Type Qualifiers for a device class in CUDA

I'm currently attempting to make a piece of CUDA code with a class that will be used solely on the device side (i.e. host doesn't need to know of it's existence). However I cannot work out the correct qualifiers for the class (deviceclass below):
__device__ float devicefunction (float *x) {return x[0]+x[1];}
class deviceclass {
private:
float _a;
public:
deviceclass(float *x) {_a = devicefunction(x);}
float getvalue () {return _a;}
};
// Device code
__global__ void VecInit(float* A, int N)
{
int i = blockDim.x * blockIdx.x + threadIdx.x;
if (i < N) {
deviceclass *test;
test = new deviceclass(1.0, 2.0);
A[i] = test->getvalue();
}
}
// Standard CUDA guff below: Variables
float *h_A, *d_A;
// Host code
int main(int argc, char** argv)
{
printf("Vector initialization...\n");
int N = 10000;
size_t size = N * sizeof(float);
// Allocate
h_A = (float*)malloc(size);
cudaMalloc(&d_A, size);
printf("Computing...\n");
// Invoke kernel
int threadsPerBlock = 256;
int blocksPerGrid = (N + threadsPerBlock - 1) / threadsPerBlock;
VecInit<<<blocksPerGrid, threadsPerBlock>>>(d_A, N);
// Copy result from device memory to host memory
cudaMemcpy(h_A, d_A, size, cudaMemcpyDeviceToHost);
//...etc
}
Setting Deviceclass as solely a __device__ throws an error as it's called from a global function, however setting it as __device__ __host__ or __global__ seems unnecessary.
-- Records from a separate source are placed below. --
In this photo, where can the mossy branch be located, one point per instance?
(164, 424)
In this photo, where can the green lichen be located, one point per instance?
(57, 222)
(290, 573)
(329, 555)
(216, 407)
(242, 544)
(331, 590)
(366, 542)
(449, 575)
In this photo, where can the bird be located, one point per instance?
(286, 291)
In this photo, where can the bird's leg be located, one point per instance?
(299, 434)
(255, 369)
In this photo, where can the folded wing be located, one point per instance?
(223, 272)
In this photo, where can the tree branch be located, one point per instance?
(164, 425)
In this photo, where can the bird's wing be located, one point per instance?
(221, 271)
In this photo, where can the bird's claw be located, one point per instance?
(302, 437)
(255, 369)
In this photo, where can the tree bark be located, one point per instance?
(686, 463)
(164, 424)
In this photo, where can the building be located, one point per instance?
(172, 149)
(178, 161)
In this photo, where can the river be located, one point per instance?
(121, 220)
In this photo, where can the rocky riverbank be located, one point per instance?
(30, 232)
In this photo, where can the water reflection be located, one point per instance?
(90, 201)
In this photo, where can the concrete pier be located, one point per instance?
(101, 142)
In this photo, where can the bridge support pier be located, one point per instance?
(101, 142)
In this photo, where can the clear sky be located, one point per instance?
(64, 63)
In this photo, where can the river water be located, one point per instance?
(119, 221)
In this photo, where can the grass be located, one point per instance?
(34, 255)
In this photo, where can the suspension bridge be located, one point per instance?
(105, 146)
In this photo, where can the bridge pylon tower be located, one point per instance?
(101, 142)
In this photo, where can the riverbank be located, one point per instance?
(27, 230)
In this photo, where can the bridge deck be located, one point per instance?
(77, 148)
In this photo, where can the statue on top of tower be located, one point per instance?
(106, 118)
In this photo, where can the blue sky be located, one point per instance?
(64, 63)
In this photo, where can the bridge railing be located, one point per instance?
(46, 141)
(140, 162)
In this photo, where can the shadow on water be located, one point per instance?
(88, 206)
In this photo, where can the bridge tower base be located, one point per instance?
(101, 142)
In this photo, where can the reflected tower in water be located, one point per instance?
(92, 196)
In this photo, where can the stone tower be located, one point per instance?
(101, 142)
Can someone point me in the right direction?
It turns out the qualifiers have to go on the member functions of the class, below is a fully working version:
#include <iostream>
#include <stdio.h>
#include <stdlib.h>
using namespace std;
void Cleanup(void);
// Functions to be pointed to
__device__ float Plus (float a, float b) {return a+b;}
class deviceclass {
private:
float test;
public:
__device__ deviceclass(float a, float b) {
test = Plus(a,b);
}
__device__ float getvalue() {return test;}
};
// Device code
__global__ void VecInit(float* A, int N)
{
int i = blockDim.x * blockIdx.x + threadIdx.x;
if (i < N) {
deviceclass test(1.0, 2.0);
A[i] = test.getvalue();
}
}
// Standard CUDA guff below: Variables
float *h_A, *d_A;
// Host code
int main(int argc, char** argv)
{
printf("Vector initialization...\n");
int N = 10000;
size_t size = N * sizeof(float);
// Allocate
h_A = (float*)malloc(size);
cudaMalloc(&d_A, size);
printf("Computing...\n");
// Invoke kernel
int threadsPerBlock = 256;
int blocksPerGrid = (N + threadsPerBlock - 1) / threadsPerBlock;
VecInit<<<blocksPerGrid, threadsPerBlock>>>(d_A, N);
// Copy result from device memory to host memory
cudaMemcpy(h_A, d_A, size, cudaMemcpyDeviceToHost);
// Verify result
int i;
for (i = 0; i < N; ++i) {
cout << endl << h_A[i];
}
cout << endl;
Cleanup();
}
void Cleanup(void)
{
// Free device memory
if (d_A)
cudaFree(d_A);
// Free host memory
if (h_A)
free(h_A);
cudaThreadExit();
exit(0);
}
I take it that Node() is a typo.
From the CUDA C Programming Guide, Section 3.1.5:
However, only a subset of C++ is fully supported for the device code
and Appendix D.6:
Code compiled for devices with compute capability 2.x and higher may make use of C++ classes...
I think your code is using incompatible C++.